Sometimes, it doesn’t work.
On the days that it does, it makes recovery seem like within the reach of my fingertips. On the days when it doesn’t, on the days when I hide in my bed, under my bedsheets, hiding myself from the world, recovery seems like some kind of sick joke someone would tell to just be a jerk. Like telling someone who’s drowning to just “think happy thoughts” or “you need to fight harder against the waves; that’ll save you!”
Panic attacks make recovery worth it. When you’re not fighting an enemy, the victory seems… stale… like crackers that have been left in the pantry two months past their expiration date. Panic attacks aren’t always hyperventilating, hands covering, protecting eyes from triggers or familiar faces, ears covered to hide sounds that remind you of the things that your nightmares are made of.
Sometimes, panic attacks look like a silent scream in the middle of a prayer session. Contortions as you silently fight against your body, wanting to let it all out but you can’t because you’re in public and you have to control yourself. You wouldn’t want others to think something’s wrong, now, would you? Of course not. Don’t be silly. So, you hold it until you get alone and then you can let it out. Silently scream or actually scream into a pillow… or the air.

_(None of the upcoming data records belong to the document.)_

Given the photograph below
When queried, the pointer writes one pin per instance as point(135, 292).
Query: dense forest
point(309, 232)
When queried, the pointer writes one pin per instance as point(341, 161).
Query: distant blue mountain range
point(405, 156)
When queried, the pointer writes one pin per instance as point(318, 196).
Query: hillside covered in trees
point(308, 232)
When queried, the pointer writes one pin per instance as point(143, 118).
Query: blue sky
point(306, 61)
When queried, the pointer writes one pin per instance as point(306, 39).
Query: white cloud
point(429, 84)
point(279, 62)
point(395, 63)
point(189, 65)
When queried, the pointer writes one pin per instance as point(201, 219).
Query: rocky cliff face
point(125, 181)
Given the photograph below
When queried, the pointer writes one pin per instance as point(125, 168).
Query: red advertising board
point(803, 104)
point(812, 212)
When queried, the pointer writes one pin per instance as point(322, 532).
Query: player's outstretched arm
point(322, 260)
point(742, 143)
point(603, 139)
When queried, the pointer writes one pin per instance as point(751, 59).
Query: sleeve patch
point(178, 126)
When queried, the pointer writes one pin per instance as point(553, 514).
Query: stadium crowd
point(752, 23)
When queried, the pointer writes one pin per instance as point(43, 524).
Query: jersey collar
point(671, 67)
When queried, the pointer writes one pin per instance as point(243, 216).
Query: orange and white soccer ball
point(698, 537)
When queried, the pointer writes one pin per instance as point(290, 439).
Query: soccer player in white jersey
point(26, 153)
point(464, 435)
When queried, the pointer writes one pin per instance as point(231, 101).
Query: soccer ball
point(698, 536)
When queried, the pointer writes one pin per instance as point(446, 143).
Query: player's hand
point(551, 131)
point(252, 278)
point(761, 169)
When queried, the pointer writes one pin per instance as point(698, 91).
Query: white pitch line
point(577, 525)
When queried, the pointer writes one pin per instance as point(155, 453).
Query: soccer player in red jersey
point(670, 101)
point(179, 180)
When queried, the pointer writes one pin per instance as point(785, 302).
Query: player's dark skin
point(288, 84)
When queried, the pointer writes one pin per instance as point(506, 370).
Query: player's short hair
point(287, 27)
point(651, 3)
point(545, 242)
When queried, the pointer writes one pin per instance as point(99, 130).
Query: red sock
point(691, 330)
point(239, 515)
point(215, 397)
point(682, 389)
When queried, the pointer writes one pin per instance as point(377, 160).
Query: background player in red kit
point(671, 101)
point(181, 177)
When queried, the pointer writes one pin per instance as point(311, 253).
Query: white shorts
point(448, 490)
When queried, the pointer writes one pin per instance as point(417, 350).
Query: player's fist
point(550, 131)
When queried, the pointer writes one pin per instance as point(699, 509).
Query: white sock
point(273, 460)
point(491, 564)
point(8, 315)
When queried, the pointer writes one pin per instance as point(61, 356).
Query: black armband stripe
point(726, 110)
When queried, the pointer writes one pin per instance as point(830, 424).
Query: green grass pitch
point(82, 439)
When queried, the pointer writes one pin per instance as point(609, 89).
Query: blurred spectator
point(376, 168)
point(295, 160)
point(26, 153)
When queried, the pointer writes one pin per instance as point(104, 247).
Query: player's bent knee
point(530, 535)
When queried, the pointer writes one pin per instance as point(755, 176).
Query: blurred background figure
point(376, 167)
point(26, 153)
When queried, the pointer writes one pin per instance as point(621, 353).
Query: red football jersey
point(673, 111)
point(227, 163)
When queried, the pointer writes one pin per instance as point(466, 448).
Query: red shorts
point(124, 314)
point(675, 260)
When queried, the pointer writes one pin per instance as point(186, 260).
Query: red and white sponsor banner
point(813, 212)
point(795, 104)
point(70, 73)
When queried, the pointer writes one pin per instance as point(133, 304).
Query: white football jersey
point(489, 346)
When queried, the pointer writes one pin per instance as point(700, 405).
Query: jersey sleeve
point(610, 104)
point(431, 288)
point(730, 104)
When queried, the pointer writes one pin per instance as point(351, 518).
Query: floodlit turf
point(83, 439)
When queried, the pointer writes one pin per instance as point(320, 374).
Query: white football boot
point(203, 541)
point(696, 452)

Sometimes, panic attacks look like an open chasm of broken tears. The kind of tears one would make when one steps on glass—barefoot—in the middle of the night. Almost as bad as stepping on a Lego. Almost.
Panic attacks aren’t always hyperventilating. Sometimes, they look like anger. Sometimes they look like numbness… like void… like nothing. Sometimes they sound like you picking a random color, maybe blue or red or magenta, and naming everything you can think of that’s that color to trick your mind into thinking: “You’re not crazy. See? You have control. You can still recognize colors, cars, shoes, books and… purses and… blankets. Anything to forget the touches, kisses… angry, loud, cacophony of voices… see? You’re fine. You can recognize the TV and your lamp that’s on your desk. And the tea bags. And the books that are scattered all over the room. And the car outside. And the green grass outside your window. You’re not having a panic attack if you’re in control, right?”
I know how to get rid of a panic attack. Sometimes, it works. Sometimes, it doesn’t. The days where it doesn’t… are the days I fear. They do nothing more than validate the thought in my head that I don’t actually have control, that I can’t get better.
One day, this’ll be over. and I’ll be happy again. And won’t automatically look for the negative things in a good situation. One day, I’ll be at peace. No more fear or panic to control me. One day. But until that day comes, panic attacks make recovery worth it.